Ebook Free Coming Home for Christmas: A Christmas in Paradise\O Christmas Tree\No Crib for a Bed, by Carla Kelly

Locate more encounters and also expertise by checking out the publication qualified Coming Home For Christmas: A Christmas In Paradise\O Christmas Tree\No Crib For A Bed, By Carla Kelly This is an e-book that you are looking for, right? That's right. You have pertained to the ideal site, after that. We consistently give you Coming Home For Christmas: A Christmas In Paradise\O Christmas Tree\No Crib For A Bed, By Carla Kelly as well as one of the most preferred publications on the planet to download and also took pleasure in reading. You might not dismiss that visiting this set is an objective and even by unintended.

Coming Home for Christmas: A Christmas in Paradise\O Christmas Tree\No Crib for a Bed, by Carla Kelly

Coming Home for Christmas: A Christmas in Paradise\O Christmas Tree\No Crib for a Bed, by Carla Kelly



Coming Home for Christmas: A Christmas in Paradise\O Christmas Tree\No Crib for a Bed, by Carla Kelly

Ebook Free Coming Home for Christmas: A Christmas in Paradise\O Christmas Tree\No Crib for a Bed, by Carla Kelly

Coming Home For Christmas: A Christmas In Paradise\O Christmas Tree\No Crib For A Bed, By Carla Kelly.

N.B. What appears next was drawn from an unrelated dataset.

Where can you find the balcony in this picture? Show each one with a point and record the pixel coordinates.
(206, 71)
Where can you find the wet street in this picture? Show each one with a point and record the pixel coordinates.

In what instance do you like checking out so much? What regarding the type of guide Coming Home For Christmas: A Christmas In Paradise\O Christmas Tree\No Crib For A Bed, By Carla Kelly The demands to read? Well, everyone has their very own reason should read some books Coming Home For Christmas: A Christmas In Paradise\O Christmas Tree\No Crib For A Bed, By Carla Kelly Primarily, it will associate with their requirement to obtain expertise from the e-book Coming Home For Christmas: A Christmas In Paradise\O Christmas Tree\No Crib For A Bed, By Carla Kelly and also wish to review merely to obtain amusement. Books, tale book, and various other entertaining e-books end up being so popular today. Besides, the clinical books will certainly also be the finest need to pick, especially for the pupils, teachers, doctors, businessman, as well as various other occupations that love reading.

Occasionally, reviewing Coming Home For Christmas: A Christmas In Paradise\O Christmas Tree\No Crib For A Bed, By Carla Kelly is really boring and also it will take long period of time beginning with getting the book and also begin reading. However, in contemporary period, you can take the developing innovation by using the net. By web, you could see this page as well as start to search for guide Coming Home For Christmas: A Christmas In Paradise\O Christmas Tree\No Crib For A Bed, By Carla Kelly that is required. Wondering this Coming Home For Christmas: A Christmas In Paradise\O Christmas Tree\No Crib For A Bed, By Carla Kelly is the one that you need, you could opt for downloading. Have you understood ways to get it?

After downloading and install the soft file of this Coming Home For Christmas: A Christmas In Paradise\O Christmas Tree\No Crib For A Bed, By Carla Kelly, you could begin to read it. Yeah, this is so satisfying while somebody ought to review by taking their large publications; you are in your brand-new method by only manage your device. Or perhaps you are operating in the office; you can still make use of the computer system to check out Coming Home For Christmas: A Christmas In Paradise\O Christmas Tree\No Crib For A Bed, By Carla Kelly fully. Obviously, it will not obligate you to take several pages. Merely page by web page relying on the time that you have to read Coming Home For Christmas: A Christmas In Paradise\O Christmas Tree\No Crib For A Bed, By Carla Kelly

After recognizing this quite simple means to review as well as get this Coming Home For Christmas: A Christmas In Paradise\O Christmas Tree\No Crib For A Bed, By Carla Kelly, why do not you inform to others concerning this way? You could inform others to see this website as well as opt for searching them preferred publications Coming Home For Christmas: A Christmas In Paradise\O Christmas Tree\No Crib For A Bed, By Carla Kelly As recognized, below are bunches of listings that supply several sort of publications to gather. Merely prepare few time and also internet connections to obtain the books. You can truly take pleasure in the life by checking out Coming Home For Christmas: A Christmas In Paradise\O Christmas Tree\No Crib For A Bed, By Carla Kelly in a very simple manner.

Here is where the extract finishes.